Interview – I was 4th in my panel. The same two guys, Bhai and Smooth, conducted the PI. Typical interview for all three panels lasted for between 12 and 15 minutes. Most freshers were being quizzed on academics, and work ex guys on technical questions related to their jobs. Not encouraging. I had not read up on any subject at all, and didn’t know much about my project to carry myself through an interview. Every interview started with “So, XXX, introduce yourself”. To which the only reply I had prepared was “Sir, I’m born and brought up in Mumbai. So are my parents. I studied also in Mumbai. I hope now to study in Kerala. <Hopeful grin>”.

When I went in, Smooth took over and asked me “So, Rahul, do you blog?” Wow! That was the absolute *best* start that I could have ever expected. What followed was a wonderful discussion of IBM’s blogging policy, the blogosphere inside IBM, how we can use blogs as a PR weapon against MS, Sun, Novell – and I took them through Robert Scoble of MS, Nat Friedman of Novell, Bryan Cantrill of Sun, then the Gaurav Sabnis-Rashmi Bansal-IIPM controversy, my own Businessworld article concerns, linking blogging v/s strikes as a way of registering protest, and finally Smooth asked “So after this interview, if I wrote nasty things about you and this interview on my blog, could you sue me?” So I said sure, of course, I could sue you for libel… but I would much rather use my blog to counter you and say nasty things about you too! So all three of us had a hearty laugh at that! In fact, everyone before me was saying that Bhai was rude, curt,  but with me both were very jovial and casual – it was more of a “mil baithenge teen yaar – Bhai, Smooth aur Rahul”. Really.

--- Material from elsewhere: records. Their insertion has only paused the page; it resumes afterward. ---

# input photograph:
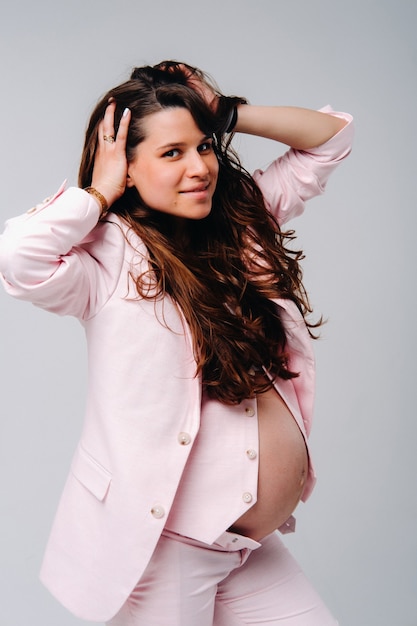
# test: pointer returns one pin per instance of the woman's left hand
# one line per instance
(110, 162)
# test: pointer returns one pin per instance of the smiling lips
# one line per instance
(198, 189)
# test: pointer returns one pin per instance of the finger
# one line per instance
(107, 125)
(121, 136)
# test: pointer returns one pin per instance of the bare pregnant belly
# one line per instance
(283, 467)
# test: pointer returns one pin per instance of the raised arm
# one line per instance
(302, 129)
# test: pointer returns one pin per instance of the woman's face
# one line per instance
(175, 168)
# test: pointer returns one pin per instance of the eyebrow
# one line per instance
(180, 144)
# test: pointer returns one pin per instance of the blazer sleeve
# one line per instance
(299, 175)
(59, 258)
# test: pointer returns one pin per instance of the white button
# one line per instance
(158, 511)
(184, 439)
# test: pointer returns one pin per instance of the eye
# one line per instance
(206, 146)
(171, 153)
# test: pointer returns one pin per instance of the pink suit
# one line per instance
(144, 403)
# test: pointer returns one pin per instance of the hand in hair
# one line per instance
(110, 163)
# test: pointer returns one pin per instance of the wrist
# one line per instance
(101, 200)
(227, 113)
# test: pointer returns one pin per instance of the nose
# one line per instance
(197, 165)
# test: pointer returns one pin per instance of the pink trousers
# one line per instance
(233, 582)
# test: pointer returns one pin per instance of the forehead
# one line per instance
(174, 125)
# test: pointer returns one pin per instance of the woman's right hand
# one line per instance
(110, 162)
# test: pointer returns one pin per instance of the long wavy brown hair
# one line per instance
(223, 270)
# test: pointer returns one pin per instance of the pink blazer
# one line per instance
(144, 401)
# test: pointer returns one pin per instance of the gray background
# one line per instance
(356, 537)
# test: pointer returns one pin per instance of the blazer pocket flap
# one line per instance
(91, 474)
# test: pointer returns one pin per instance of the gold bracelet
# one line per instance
(99, 196)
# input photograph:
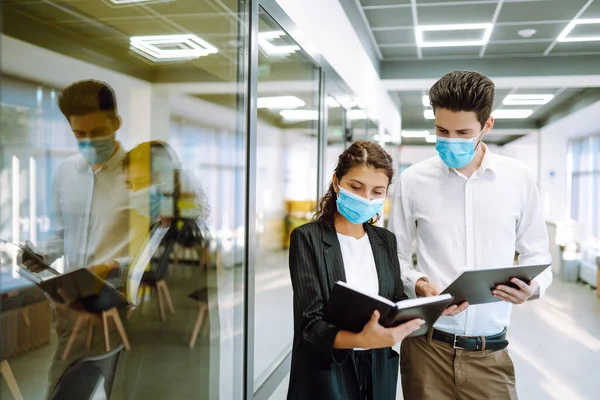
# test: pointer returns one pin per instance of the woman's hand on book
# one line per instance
(375, 336)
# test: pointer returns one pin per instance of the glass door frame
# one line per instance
(328, 80)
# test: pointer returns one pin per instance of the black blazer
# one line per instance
(318, 370)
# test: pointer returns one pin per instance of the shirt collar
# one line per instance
(113, 162)
(488, 163)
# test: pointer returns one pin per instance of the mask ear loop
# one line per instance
(480, 140)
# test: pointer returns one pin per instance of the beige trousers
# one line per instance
(434, 370)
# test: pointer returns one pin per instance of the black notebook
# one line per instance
(476, 285)
(349, 309)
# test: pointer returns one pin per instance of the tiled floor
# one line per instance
(555, 344)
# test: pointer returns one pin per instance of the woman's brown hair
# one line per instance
(361, 153)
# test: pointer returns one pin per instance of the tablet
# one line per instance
(84, 284)
(476, 285)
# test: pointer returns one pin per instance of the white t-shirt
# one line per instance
(359, 263)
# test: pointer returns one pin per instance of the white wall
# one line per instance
(526, 150)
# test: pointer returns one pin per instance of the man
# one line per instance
(467, 208)
(91, 218)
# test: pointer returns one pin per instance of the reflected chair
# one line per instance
(92, 309)
(11, 301)
(155, 279)
(11, 382)
(201, 296)
(82, 379)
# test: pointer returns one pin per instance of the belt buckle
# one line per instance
(454, 345)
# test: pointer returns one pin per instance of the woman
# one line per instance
(344, 245)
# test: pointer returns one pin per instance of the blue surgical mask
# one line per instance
(147, 201)
(357, 209)
(457, 153)
(97, 150)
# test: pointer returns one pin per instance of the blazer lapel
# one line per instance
(382, 263)
(334, 262)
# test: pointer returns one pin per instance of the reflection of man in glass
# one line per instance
(90, 204)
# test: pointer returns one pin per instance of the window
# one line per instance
(584, 168)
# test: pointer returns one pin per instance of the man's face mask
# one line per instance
(457, 153)
(97, 150)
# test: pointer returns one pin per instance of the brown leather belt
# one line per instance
(471, 343)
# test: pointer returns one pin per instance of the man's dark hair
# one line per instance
(464, 91)
(86, 97)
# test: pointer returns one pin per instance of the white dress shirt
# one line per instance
(462, 223)
(90, 218)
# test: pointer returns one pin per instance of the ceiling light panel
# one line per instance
(166, 48)
(564, 35)
(482, 40)
(332, 103)
(527, 99)
(265, 42)
(511, 113)
(423, 133)
(355, 115)
(299, 115)
(121, 2)
(280, 102)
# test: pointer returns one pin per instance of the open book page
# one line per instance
(421, 301)
(373, 296)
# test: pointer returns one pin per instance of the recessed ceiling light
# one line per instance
(431, 138)
(415, 133)
(526, 33)
(332, 103)
(487, 28)
(355, 115)
(120, 2)
(563, 35)
(264, 41)
(511, 114)
(299, 115)
(426, 101)
(171, 47)
(280, 102)
(527, 99)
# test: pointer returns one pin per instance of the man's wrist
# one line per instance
(420, 286)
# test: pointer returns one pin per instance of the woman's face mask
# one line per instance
(357, 209)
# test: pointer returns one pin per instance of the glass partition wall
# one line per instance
(177, 139)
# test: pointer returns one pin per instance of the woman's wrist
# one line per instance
(349, 340)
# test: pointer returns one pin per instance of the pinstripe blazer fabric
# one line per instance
(318, 370)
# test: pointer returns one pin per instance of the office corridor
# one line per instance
(551, 342)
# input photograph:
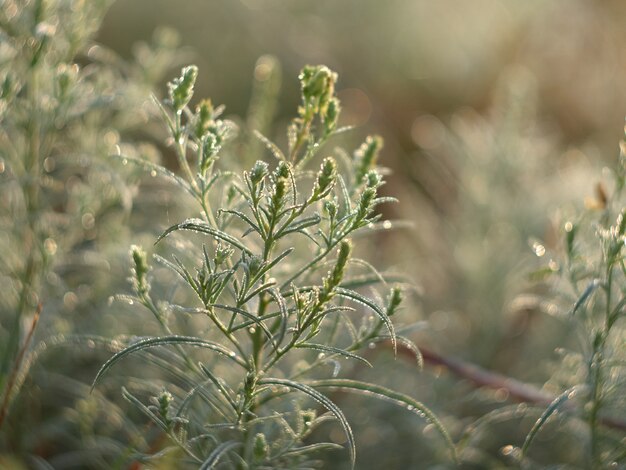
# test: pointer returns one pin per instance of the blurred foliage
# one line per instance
(498, 117)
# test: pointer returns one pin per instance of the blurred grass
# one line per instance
(495, 114)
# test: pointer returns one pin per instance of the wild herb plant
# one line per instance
(591, 279)
(66, 104)
(279, 291)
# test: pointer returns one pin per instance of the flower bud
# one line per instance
(181, 89)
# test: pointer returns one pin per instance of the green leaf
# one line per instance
(552, 408)
(324, 401)
(591, 287)
(249, 316)
(217, 454)
(333, 350)
(356, 297)
(166, 341)
(394, 397)
(199, 225)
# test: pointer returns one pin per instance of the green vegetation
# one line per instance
(263, 324)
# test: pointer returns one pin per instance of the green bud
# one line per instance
(331, 208)
(373, 179)
(283, 170)
(326, 178)
(203, 117)
(366, 156)
(366, 202)
(222, 253)
(318, 86)
(253, 265)
(336, 276)
(621, 222)
(395, 298)
(261, 448)
(331, 116)
(140, 270)
(278, 196)
(258, 172)
(181, 89)
(307, 418)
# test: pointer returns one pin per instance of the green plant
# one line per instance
(66, 105)
(277, 287)
(591, 297)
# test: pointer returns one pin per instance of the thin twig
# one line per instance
(479, 377)
(16, 366)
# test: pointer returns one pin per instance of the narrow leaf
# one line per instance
(552, 408)
(333, 350)
(389, 395)
(199, 225)
(165, 341)
(324, 401)
(355, 296)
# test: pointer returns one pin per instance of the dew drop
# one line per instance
(50, 246)
(539, 249)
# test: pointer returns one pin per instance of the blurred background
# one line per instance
(501, 122)
(498, 118)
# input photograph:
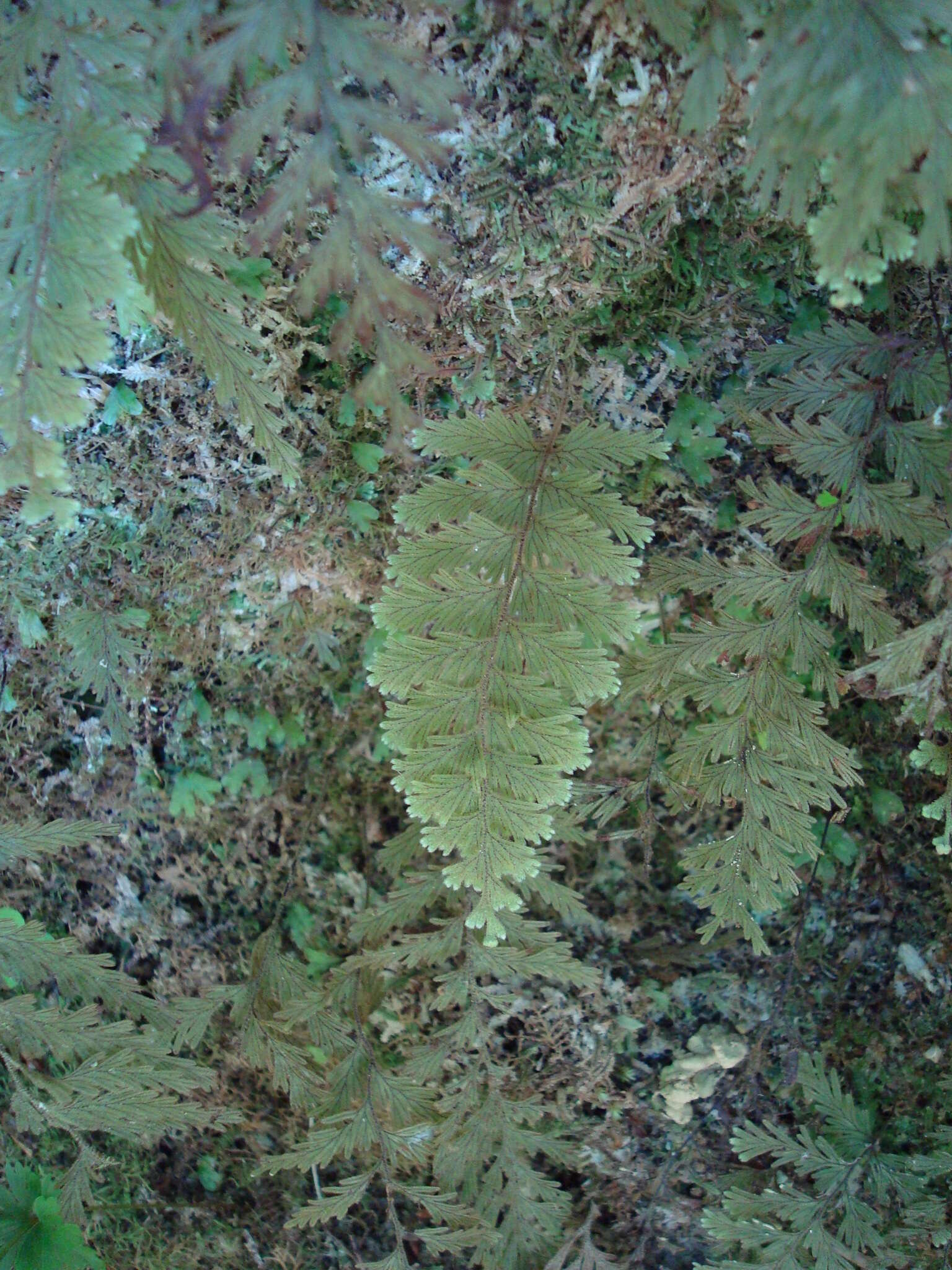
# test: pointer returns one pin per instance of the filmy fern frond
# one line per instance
(852, 104)
(760, 750)
(833, 1199)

Then Bhai took me through IBM’s ISL and Global Services difference, asked me if I was good at Maths – to which I said an emphatic No. Then we went through a discussion of continuous functions, defined functions, maxima, minima – which I handled well. Then a discussion of distance between 2 points in an n-dimensional space. Rather than give formulae and stuff (which I was shaky at), I explained the concept rather well, and they nodded in approval multiple times. There was just a little hitch where I mistook a continuous function for a defined function (or the other way round). So Smooth asked me if they selected me, would I accept being put through a Mathematics Preparatory Course? So I said “After all this mess, I can hardly say no!” Again laughter all round, and Bhai said “No no, don’t worry!”.

Finally they looked at my certis, and said “Ok, Rahul! Do you have any questions for us?” So I asked them how IIMK was attempting to distinguish itself from the rest of the IIMs – because, I said, “We tend to stay in the shadow of the big 3” (Note the “we”!). So he talked about K’s attempts to build a brand, and said that age was the one factor why we were still counted as *inferior*. I mentioned that my call letter had “IIMK – The Second Generation IIM” written on it. Bhai roared with laughter and actually said this: “Bullshit! Those are the stupid policies of the Government of India! Not us! They put that on the envelope! Who can tell those people what makes sense and what does not! We have better things to say!” So there ended the interview – on a very casual, friendly note!! :-)

The folks outside asked me if anything was wrong – because the interview had lasted for about 35 minutes, as opposed to 12-15 minutes on an average.

Hmm – in retrospect – nothing was wrong, for the result on 12th April confirmed what I’d been expecting all along – I’m off to IIMK!!